In 1987 Baltra and Julieta Campusano re-entered Chile clandestinely, crossing the Andes from Argentina on horseback, accompanied by drovers and Argentine communist leaders. She had previously tried to enter Chile with other exiles: two attempts in planes, which were turned back to Argentina; and also through the Cuevas tunnel between Argentina and Chile, when twenty-one Chilean exiles were arrested, beaten and sent back to Argentina by agents of the CNI and the Carabineros de Chile.

Now on arrival in Chile, Baltra and Campusano presented themselves at the court of justice with the lawyers Enrique Krauss and Jaime Castillo Velasco, who claimed habeas corpus for the women. The military regime sent them away: Campusano to Camiña in the north of the country, and Baltra to Aysén in the south.

She returned to Santiago and joined the struggle against the military dictatorship. She was arrested after a secret press conference, and given a prison sentence under state security laws and for illicit association.

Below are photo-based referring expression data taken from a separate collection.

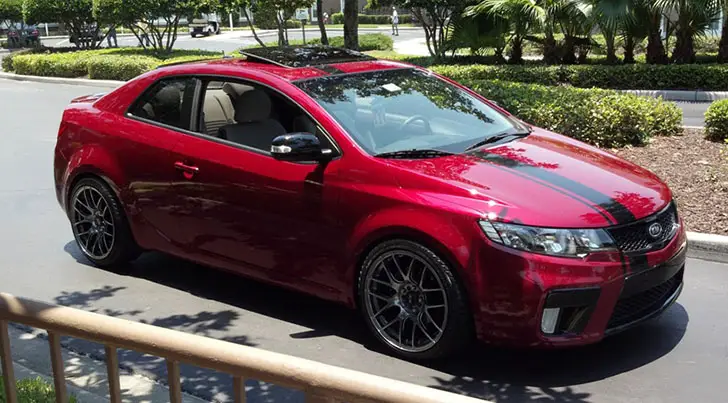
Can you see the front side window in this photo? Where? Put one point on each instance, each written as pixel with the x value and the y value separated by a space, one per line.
pixel 407 109
pixel 168 101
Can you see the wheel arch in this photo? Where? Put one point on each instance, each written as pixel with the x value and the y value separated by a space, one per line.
pixel 390 229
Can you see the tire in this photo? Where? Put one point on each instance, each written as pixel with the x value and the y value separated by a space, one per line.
pixel 408 299
pixel 92 237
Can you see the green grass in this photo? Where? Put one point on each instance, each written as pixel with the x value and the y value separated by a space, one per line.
pixel 34 391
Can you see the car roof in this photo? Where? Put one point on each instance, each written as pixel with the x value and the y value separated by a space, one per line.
pixel 293 63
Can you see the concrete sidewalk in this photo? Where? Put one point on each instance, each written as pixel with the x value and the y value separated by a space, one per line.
pixel 86 377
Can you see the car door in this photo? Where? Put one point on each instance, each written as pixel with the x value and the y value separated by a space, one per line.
pixel 253 213
pixel 148 134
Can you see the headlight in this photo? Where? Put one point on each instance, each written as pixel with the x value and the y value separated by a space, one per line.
pixel 548 241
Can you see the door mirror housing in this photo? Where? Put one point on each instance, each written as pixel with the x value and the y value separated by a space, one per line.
pixel 298 147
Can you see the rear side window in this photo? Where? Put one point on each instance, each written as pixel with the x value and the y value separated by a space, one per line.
pixel 168 101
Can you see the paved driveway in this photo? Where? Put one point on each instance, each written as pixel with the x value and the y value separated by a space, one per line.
pixel 681 357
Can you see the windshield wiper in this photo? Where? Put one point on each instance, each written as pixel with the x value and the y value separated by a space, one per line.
pixel 498 137
pixel 414 153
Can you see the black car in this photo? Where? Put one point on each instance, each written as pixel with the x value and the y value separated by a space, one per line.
pixel 88 33
pixel 23 36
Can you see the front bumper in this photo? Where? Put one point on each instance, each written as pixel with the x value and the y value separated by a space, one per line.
pixel 584 300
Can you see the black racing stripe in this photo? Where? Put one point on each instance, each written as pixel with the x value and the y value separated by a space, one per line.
pixel 329 69
pixel 619 213
pixel 555 189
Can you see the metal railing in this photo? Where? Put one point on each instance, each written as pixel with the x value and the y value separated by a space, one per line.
pixel 321 383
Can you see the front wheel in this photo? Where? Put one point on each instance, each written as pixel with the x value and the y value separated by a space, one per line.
pixel 412 301
pixel 99 224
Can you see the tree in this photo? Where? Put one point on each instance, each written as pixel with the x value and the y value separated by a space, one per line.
pixel 351 24
pixel 142 16
pixel 232 6
pixel 11 11
pixel 437 17
pixel 320 18
pixel 77 15
pixel 283 10
pixel 693 18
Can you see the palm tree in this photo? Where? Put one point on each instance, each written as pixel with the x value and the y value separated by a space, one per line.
pixel 523 16
pixel 693 18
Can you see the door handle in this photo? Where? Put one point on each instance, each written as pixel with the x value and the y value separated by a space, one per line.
pixel 187 170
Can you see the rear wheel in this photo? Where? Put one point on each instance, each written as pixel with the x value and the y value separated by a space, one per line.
pixel 412 302
pixel 99 225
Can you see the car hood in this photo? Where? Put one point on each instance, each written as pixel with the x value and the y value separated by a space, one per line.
pixel 544 179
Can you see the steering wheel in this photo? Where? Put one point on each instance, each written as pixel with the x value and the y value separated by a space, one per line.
pixel 415 118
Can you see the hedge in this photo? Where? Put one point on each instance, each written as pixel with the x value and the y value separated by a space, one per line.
pixel 34 391
pixel 106 64
pixel 603 118
pixel 716 121
pixel 338 18
pixel 367 42
pixel 636 76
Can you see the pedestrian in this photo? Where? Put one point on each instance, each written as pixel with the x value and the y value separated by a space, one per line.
pixel 144 40
pixel 112 35
pixel 395 22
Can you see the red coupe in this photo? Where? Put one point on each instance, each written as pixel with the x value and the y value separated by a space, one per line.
pixel 378 185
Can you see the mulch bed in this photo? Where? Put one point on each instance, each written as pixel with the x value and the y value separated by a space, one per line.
pixel 697 173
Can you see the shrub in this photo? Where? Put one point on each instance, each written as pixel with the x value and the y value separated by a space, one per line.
pixel 34 391
pixel 367 42
pixel 119 67
pixel 636 76
pixel 376 19
pixel 716 121
pixel 600 117
pixel 108 64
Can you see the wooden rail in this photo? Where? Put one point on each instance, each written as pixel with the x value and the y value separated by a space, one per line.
pixel 320 382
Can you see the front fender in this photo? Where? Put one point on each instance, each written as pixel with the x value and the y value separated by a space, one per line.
pixel 441 231
pixel 95 160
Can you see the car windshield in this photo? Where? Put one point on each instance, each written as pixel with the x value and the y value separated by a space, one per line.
pixel 407 110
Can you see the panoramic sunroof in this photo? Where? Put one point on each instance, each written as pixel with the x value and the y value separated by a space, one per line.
pixel 302 56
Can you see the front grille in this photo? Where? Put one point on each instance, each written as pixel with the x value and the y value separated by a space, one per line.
pixel 640 305
pixel 635 237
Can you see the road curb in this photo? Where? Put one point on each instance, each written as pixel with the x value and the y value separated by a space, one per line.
pixel 708 246
pixel 684 96
pixel 60 80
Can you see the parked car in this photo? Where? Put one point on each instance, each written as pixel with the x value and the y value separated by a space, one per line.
pixel 20 35
pixel 207 25
pixel 87 33
pixel 375 184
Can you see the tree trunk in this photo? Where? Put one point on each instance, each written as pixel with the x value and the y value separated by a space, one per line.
pixel 723 44
pixel 351 24
pixel 569 56
pixel 684 52
pixel 320 18
pixel 610 39
pixel 516 56
pixel 629 45
pixel 252 27
pixel 550 49
pixel 655 49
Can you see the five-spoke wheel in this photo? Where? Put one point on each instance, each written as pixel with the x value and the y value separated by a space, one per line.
pixel 412 301
pixel 99 224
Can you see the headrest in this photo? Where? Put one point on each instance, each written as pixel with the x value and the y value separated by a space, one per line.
pixel 252 106
pixel 235 89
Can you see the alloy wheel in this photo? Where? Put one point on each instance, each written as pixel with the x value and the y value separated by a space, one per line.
pixel 93 223
pixel 406 301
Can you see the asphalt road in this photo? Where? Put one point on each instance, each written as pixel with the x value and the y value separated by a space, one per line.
pixel 231 41
pixel 694 112
pixel 683 356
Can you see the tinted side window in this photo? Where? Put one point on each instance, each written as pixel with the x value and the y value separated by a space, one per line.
pixel 168 101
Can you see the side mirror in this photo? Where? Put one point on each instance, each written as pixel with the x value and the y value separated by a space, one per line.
pixel 298 147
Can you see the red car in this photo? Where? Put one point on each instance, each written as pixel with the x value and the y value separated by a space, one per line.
pixel 378 185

In the 1990s, still with the support of the Communist Party, she tried to return to parliament in the elections for deputy in 1993 and senator in 1997; but was defeated in both contests. She was a member of the editorial board of Crónica digital: información para cada día (Digital daily news), contributing articles on political topics and historical subjects.

==Death==
Baltra died on 17 April 2022 in Santiago, aged 90.